Cough Justify Fullmay be voluntary or involuntary. Involuntary cough is stimulated by vagal afferent receptors in the trachea, especially at the carina, and the larynx but also from others throughout the head and neck. Stimulation of cough receptors may be mechanical, as in cases of aspiration, or irritative.

Clinical Findings
It is important to distinguish acute (< 3 weeks) from chronic cough. Acute cough most commonly follows viral or bacterial upper respiratory tract infection. Within 2 days after onset of the common cold, 85% of untreated patients cough; 26% are still coughing 14 days later; in a few, cough will persist for 6–8 weeks. Many patients with persistent cough following upper respiratory tract infection have underlying asthma. Other causes of acute cough include aspiration, pneumonia, pulmonary embolism, and pulmonary edema.

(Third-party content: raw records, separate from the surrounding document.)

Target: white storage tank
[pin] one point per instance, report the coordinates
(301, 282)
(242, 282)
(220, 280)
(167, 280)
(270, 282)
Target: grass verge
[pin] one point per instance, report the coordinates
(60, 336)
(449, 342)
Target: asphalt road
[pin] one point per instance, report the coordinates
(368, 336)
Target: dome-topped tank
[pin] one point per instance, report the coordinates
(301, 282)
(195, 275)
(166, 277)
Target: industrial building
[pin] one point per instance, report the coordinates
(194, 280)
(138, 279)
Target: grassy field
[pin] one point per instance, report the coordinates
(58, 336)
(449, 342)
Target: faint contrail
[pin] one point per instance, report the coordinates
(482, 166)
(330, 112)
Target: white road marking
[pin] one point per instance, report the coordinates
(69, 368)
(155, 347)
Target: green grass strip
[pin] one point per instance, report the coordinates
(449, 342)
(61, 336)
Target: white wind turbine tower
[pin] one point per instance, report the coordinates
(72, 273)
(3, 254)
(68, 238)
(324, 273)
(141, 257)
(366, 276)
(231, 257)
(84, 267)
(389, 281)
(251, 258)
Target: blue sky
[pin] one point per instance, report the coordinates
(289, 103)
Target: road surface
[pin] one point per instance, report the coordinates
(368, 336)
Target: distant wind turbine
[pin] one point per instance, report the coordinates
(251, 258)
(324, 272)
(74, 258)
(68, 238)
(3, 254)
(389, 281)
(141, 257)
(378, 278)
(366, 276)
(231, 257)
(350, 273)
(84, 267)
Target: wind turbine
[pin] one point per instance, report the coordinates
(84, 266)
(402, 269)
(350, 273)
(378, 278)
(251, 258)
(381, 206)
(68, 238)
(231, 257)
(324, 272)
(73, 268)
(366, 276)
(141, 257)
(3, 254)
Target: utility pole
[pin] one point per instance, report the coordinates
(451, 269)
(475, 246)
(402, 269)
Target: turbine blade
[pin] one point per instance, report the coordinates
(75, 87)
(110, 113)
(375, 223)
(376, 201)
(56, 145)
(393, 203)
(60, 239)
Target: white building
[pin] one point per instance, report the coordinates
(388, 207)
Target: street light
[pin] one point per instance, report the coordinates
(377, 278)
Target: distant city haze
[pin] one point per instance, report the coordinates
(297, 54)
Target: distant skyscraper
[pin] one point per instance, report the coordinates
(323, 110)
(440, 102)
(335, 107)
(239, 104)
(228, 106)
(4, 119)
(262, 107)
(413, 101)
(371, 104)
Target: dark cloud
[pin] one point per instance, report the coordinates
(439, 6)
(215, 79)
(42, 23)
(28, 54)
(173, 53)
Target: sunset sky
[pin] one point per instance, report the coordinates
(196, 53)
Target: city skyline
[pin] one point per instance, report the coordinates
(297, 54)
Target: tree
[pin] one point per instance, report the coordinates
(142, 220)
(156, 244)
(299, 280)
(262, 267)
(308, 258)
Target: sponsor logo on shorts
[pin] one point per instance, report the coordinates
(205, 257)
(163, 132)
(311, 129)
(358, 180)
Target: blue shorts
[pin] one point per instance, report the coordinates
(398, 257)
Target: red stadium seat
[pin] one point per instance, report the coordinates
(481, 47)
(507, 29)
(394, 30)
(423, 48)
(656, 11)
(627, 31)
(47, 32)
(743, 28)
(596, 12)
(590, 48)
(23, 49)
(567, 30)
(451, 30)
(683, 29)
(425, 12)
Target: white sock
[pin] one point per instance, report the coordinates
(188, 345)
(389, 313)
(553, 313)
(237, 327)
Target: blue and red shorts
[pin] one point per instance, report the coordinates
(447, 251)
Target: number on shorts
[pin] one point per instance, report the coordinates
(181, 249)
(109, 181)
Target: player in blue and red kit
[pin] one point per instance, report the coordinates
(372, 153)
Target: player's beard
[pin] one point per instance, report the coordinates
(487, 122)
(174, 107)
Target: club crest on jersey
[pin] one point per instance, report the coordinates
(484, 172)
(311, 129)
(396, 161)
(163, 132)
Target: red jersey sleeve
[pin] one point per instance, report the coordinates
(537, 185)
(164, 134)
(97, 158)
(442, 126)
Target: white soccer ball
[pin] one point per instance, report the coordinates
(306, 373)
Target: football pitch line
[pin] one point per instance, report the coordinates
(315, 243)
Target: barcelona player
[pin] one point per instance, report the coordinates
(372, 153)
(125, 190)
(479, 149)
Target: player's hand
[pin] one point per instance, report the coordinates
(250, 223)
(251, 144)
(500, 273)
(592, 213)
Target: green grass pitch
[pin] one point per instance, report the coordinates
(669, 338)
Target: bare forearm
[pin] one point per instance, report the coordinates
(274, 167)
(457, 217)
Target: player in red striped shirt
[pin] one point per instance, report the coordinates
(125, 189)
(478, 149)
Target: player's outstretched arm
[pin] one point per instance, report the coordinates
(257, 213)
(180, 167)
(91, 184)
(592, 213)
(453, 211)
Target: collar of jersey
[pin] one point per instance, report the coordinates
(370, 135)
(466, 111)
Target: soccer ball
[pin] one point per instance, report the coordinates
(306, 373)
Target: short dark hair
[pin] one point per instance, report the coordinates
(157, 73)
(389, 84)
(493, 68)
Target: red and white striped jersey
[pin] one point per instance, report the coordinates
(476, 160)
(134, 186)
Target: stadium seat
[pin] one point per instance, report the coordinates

The most common cause of chronic cough is a low-grade chronic bronchitis secondary to exposure to tobacco smoke, though smokers do not commonly seek medical attention for this problem. Over 90% of nonsmokers presenting for evaluation of chronic cough suffer from postnasal drip, gastroesophageal reflux disease, or asthma (even without other symptoms). Angiotensin-converting enzyme (ACE) inhibitors have become another common cause. In primary care settings, single causes predominate.
The character and timing of chronic cough and the presence or absence of sputum production do not permit an etiologic diagnosis and should not be used as the sole basis for empirical therapy. The history and physical examination should attempt to identify anatomic locations of the afferent limb of the cough reflex in light of the common causes listed above. A nasal discharge, frequent need to clear the throat, and mucoid or mucopurulent secretions in the posterior pharynx suggest postnasal drip. Sinus radiographs may be diagnostic of acute or chronic sinusitis. Wheezing on chest auscultation or airflow obstruction on pulmonary function tests suggest asthma. In cough-variant asthma, methacholine bronchoprovocation testing may be positive in the absence of clinical findings of asthma. Gastroesophageal reflux disease is an important cause of chronic cough but is associated with the fewest clinical clues. Patients may complain of heartburn or regurgitation, but cough may be the only symptom. Barium swallow is specific but insensitive, and esophageal pH monitoring may be necessary. Chest radiographs are best reserved for cough in smokers and patients with hemoptysis or constitutional symptoms such as fever and weight loss.

Treatment
The first step is to eliminate irritant exposures such as tobacco smoke (primary or secondary) and occupational agents and to discontinue medications such as ACE inhibitors or beta-blockers, including eyedrops. Cough due to ACE inhibitors should subside within 1–4 days after discontinuing the medication, though it may take weeks to months. Postnasal drip syndrome due to allergic rhinitis that does not respond to antihistamines should be treated with intranasal steroids. Chronic sinusitis may require prolonged antibiotics directed against Haemophilus influenzae. Cough caused by asthma that does not respond after 2 weeks of bronchodilators and corticosteroids suggests another contributing condition. Cough due to gastroesophageal reflux disease is difficult to treat, since H2 blockers may not be adequate. Most practitioners now initiate antitussive therapy for gastroesophageal reflux disease with proton pump inhibitors. Patients whose cough began after an upper respiratory tract infection usually respond to treatment with an antihistamine-decongestant combination or treatment for asthma.